Slice each jalapeño in half. Remove and discard the seeds. Put a generous teaspoon of the cashew cheese mixture into each jalapeño half and set aside.
To make the crumbing mixture, combine the bread crumbs and nutritional yeast and place them onto a plate. Pour the milk into a small shallow bowl. Carefully dip the stuffed poppers into the almond milk. Place them onto the breadcrumb plate and cover them generously with crumbs. Shake off any excess crumbs. Repeat until each popper is well covered. The bottom half will only have a thin layer of breadcrumbs, but the cheese stuffed top will have a nice thick layer. Place the poppers onto a dry baking tray and into the oven. Cook for 15 minutes until the jalapeños have softened and the bread crumbs have browned.
While the poppers are cooking, make the sauce.
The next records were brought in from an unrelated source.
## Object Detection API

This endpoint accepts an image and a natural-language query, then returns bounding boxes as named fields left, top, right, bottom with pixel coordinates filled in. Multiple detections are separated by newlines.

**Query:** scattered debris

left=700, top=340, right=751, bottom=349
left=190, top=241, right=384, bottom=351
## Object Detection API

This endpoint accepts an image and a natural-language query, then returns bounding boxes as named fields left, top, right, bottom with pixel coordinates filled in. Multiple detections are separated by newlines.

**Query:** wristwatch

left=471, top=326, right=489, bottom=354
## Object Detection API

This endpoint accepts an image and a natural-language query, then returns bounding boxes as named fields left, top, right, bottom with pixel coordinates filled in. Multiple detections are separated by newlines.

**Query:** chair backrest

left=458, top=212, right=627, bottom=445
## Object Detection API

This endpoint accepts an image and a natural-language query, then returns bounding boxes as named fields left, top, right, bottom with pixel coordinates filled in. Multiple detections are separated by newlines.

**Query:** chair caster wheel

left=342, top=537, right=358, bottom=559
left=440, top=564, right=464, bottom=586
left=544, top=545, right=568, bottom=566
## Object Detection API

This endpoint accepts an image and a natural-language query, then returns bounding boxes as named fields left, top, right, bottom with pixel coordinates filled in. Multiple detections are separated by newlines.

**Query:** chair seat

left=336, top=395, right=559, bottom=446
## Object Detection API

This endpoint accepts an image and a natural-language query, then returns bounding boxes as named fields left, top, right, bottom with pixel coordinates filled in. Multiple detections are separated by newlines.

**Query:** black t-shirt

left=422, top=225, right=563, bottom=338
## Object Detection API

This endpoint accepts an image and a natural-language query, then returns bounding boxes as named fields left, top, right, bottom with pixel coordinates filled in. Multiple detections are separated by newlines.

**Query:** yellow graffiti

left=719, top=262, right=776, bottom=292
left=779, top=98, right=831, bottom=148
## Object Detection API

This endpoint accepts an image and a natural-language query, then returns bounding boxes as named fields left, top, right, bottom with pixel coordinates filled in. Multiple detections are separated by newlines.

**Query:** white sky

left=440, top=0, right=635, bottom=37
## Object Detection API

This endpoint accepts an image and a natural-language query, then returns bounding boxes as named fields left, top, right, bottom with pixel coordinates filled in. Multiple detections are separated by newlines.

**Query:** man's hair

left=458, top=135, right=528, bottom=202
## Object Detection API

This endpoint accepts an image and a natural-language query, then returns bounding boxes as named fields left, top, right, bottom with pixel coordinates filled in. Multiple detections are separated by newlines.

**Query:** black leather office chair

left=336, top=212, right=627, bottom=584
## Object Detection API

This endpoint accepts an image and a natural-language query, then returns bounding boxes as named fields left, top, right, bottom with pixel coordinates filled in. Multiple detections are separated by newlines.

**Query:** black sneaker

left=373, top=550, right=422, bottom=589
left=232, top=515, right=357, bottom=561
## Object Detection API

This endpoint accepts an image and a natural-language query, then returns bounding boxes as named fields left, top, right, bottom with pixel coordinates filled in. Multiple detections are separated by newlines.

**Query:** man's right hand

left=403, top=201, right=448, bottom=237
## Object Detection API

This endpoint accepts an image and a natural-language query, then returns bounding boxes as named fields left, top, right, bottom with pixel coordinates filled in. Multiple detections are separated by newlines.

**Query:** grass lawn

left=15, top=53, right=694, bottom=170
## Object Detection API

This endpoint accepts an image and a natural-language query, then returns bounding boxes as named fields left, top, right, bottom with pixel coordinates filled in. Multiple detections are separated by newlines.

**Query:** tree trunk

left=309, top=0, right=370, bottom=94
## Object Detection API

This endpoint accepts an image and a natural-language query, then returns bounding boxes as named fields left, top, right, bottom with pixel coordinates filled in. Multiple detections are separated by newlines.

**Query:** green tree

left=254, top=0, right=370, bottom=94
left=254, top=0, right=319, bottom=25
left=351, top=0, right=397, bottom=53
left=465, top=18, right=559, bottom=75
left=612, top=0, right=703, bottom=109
Drain the remaining 1/3 cup of cashews and discard the water. Blend the cashews with the rest of the sauce ingredients, for 5 minutes until smooth. Place the sauce into a serving dish.
Once the poppers are cooked, place them onto a platter, with the sauce and serve immediately.
Yields: Makes 24 poppers.
Time: 30 minutes to prepare and 15 minutes to cook. Plus the soaking time for the cashews.